The basic primitives in Tinybird are data sources and pipes. Data sources store data, pipes transform it.

The llm_events data source in this project is designed to store time series data: LLM call events and all the metadata associated with the call.

Here's the table schema:

DESCRIPTION >
    'Store LLM events with usage metrics, costs, and metadata'

SCHEMA >
    `timestamp` DateTime `json:$.start_time`,
    `organization` String `json:$.proxy_metadata.organization` DEFAULT '',
    `project` String `json:$.proxy_metadata.project` DEFAULT '',
    `environment` String `json:$.proxy_metadata.environment` DEFAULT '',
    `user` String `json:$.user` DEFAULT 'unknown',
    `chat_id` String `json:$.proxy_metadata.chat_id` DEFAULT '',
    `message_id` String `json:$.message_id`,
    `model` LowCardinality(String) `json:$.model` DEFAULT 'unknown',
    `prompt_tokens` UInt16 `json:$.response.usage.prompt_tokens` DEFAULT 0,
    `completion_tokens` UInt16 `json:$.response.usage.completion_tokens` DEFAULT 0,
    `total_tokens` UInt16 `json:$.response.usage.total_tokens` DEFAULT 0,
    `response_time` Float32 `json:$.standard_logging_object_response_time` DEFAULT 0,
    `duration` Float32 `json:$.duration` DEFAULT 0,
    `cost` Float32 `json:$.cost` DEFAULT 0,
    `exception` String `json:$.exception` DEFAULT '',
    `traceback` String `json:$.traceback` DEFAULT '',
    `response_status` LowCardinality(String) `json:$.standard_logging_object_status` DEFAULT 'unknown',
    `messages` Array(Map(String, String)) `json:$.messages[:]` DEFAULT [],
    `response_choices` Array(String) `json:$.response.choices[:]` DEFAULT [],
    `proxy_metadata` String `json:$.proxy_metadata` DEFAULT '',
    `provider` LowCardinality(String) `json:$.provider` DEFAULT 'unknown',
    `llm_api_duration_ms` Float32 `json:$.llm_api_duration_ms` DEFAULT 0,
    `end_time` DateTime `json:$.end_time`,
    `id` String `json:$.id` DEFAULT '',
    `stream` Bool `json:$.stream` DEFAULT false,
    `call_type` LowCardinality(String) `json:$.call_type` DEFAULT 'unknown',
    `api_key` String `json:$.api_key` DEFAULT '',
    `log_event_type` LowCardinality(String) `json:$.log_event_type` DEFAULT 'unknown',
    `cache_hit` Bool `json:$.cache_hit` DEFAULT false,
    `response` String `json:$.response` DEFAULT '',
    `response_id` String `json:$.response.id`,
    `response_object` String `json:$.response.object` DEFAULT 'unknown',
    `embedding` Array(Float32) `json:$.embedding[:]` DEFAULT []

ENGINE "MergeTree"
ENGINE_PARTITION_KEY "toYYYYMM(timestamp)"
ENGINE_SORTING_KEY "timestamp, organization, project, environment, user, chat_id"
ENGINE_PRIMARY_KEY "timestamp, organization, project"

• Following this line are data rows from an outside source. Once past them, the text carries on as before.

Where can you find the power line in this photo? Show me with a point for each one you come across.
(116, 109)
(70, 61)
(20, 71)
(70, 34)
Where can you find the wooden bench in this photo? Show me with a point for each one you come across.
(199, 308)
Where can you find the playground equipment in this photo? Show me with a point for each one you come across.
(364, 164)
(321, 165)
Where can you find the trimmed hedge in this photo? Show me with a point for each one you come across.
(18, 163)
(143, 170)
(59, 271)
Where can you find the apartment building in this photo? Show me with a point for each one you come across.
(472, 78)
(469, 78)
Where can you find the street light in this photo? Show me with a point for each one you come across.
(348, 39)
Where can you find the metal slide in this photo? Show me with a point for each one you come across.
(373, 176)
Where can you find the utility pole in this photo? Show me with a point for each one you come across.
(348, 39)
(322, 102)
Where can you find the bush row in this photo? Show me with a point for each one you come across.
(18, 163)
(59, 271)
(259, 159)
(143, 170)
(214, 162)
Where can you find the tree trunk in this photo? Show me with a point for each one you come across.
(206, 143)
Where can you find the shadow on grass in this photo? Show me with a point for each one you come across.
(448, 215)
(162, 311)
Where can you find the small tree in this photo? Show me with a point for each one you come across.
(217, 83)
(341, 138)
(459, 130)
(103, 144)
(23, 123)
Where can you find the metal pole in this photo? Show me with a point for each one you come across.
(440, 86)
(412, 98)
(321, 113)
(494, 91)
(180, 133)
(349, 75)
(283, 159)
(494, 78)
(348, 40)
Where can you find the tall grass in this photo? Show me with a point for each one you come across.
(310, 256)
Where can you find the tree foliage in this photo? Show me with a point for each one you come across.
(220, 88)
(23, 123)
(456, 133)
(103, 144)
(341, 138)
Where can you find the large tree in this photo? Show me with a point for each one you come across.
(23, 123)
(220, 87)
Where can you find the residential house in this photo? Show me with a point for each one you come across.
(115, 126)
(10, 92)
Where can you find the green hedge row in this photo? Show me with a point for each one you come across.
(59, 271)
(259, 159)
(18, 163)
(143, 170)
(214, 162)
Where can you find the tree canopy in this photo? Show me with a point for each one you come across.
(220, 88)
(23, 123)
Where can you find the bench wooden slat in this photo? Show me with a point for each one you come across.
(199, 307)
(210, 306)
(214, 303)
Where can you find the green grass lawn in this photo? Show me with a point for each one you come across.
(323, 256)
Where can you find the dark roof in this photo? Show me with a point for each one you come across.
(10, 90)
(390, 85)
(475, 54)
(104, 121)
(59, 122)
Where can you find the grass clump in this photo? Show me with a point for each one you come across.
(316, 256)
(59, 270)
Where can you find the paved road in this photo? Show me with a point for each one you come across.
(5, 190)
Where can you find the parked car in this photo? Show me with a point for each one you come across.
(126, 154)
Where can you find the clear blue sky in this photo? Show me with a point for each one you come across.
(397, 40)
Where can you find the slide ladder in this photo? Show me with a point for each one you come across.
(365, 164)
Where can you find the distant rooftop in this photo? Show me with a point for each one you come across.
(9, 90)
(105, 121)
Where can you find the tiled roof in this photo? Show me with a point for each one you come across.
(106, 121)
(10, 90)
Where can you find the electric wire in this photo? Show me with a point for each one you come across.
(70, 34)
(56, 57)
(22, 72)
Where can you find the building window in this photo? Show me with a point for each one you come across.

The llm_usage pipe defines a SQL query to select from the llm_events table. This pipe gets deployed as an API Endpoint, with query parameters defined using the Tinybird templating language:

TOKEN "read_pipes" READ

NODE endpoint
SQL >
    %
    {% if defined(column_name) and column_name not in ['model', 'provider', 'organization', 'project', 'environment', 'user'] %}
        {{ error('column_name (String) query param must be one of the following: model, provider, organization, project, environment, user') }}
    {% end %}
    SELECT
        toDate(timestamp) as date,
        {% if defined(column_name) %}
            toString({{column(column_name, 'model')}}) as category,
        {% end %}
        count() as total_requests,
        countIf(exception != '') as total_errors,
        sum(total_tokens) as total_tokens,
        sum(completion_tokens) as total_completion_tokens,
        sum(prompt_tokens) as total_prompt_tokens,
        sum(cost) as total_cost,
        avg(duration) as avg_duration,
        avg(response_time) as avg_response_time
    FROM llm_events
    WHERE 1
        {% if defined(organization) and organization != [''] %}
        AND organization IN {{Array(organization)}}
        {% end %}
        {% if defined(project) and project != [''] %}
        AND project IN {{Array(project)}}
        {% end %}
        {% if defined(environment) and environment != [''] %}
        AND environment IN {{Array(environment)}}
        {% end %}
        {% if defined(provider) and provider != [''] %}
        AND provider IN {{Array(provider)}}
        {% end %}
        {% if defined(user) and user != [''] %}
        AND user IN {{Array(user)}}
        {% end %}
        {% if defined(model) and model != [''] %}
        AND model IN {{Array(model)}}
        {% end %}
        {% if defined(start_date) %}
        AND timestamp >= {{DateTime(start_date)}}
        {% else %}
        AND timestamp >= now() - interval 7 day
        {% end %}
        {% if defined(end_date) %}
        AND timestamp < {{DateTime(end_date)}}
        {% else %}
        AND timestamp < now()
        {% end %}
    GROUP BY 
    {% if defined(column_name) %}
    category,
    {% end %} 
    date
    order by total_cost desc

TYPE endpoint

A quick explanation of what is happening in this pipe definition:

  • Aggregates LLM usage data (e.g. cost, tokens, requests, etc.) by date and, optionally, by a specified category (e.g. model)
  • Is secured by a read_pipes token
  • Includes dynamic filtering for optionally supplied parameters like model, organization, project, environment, etc.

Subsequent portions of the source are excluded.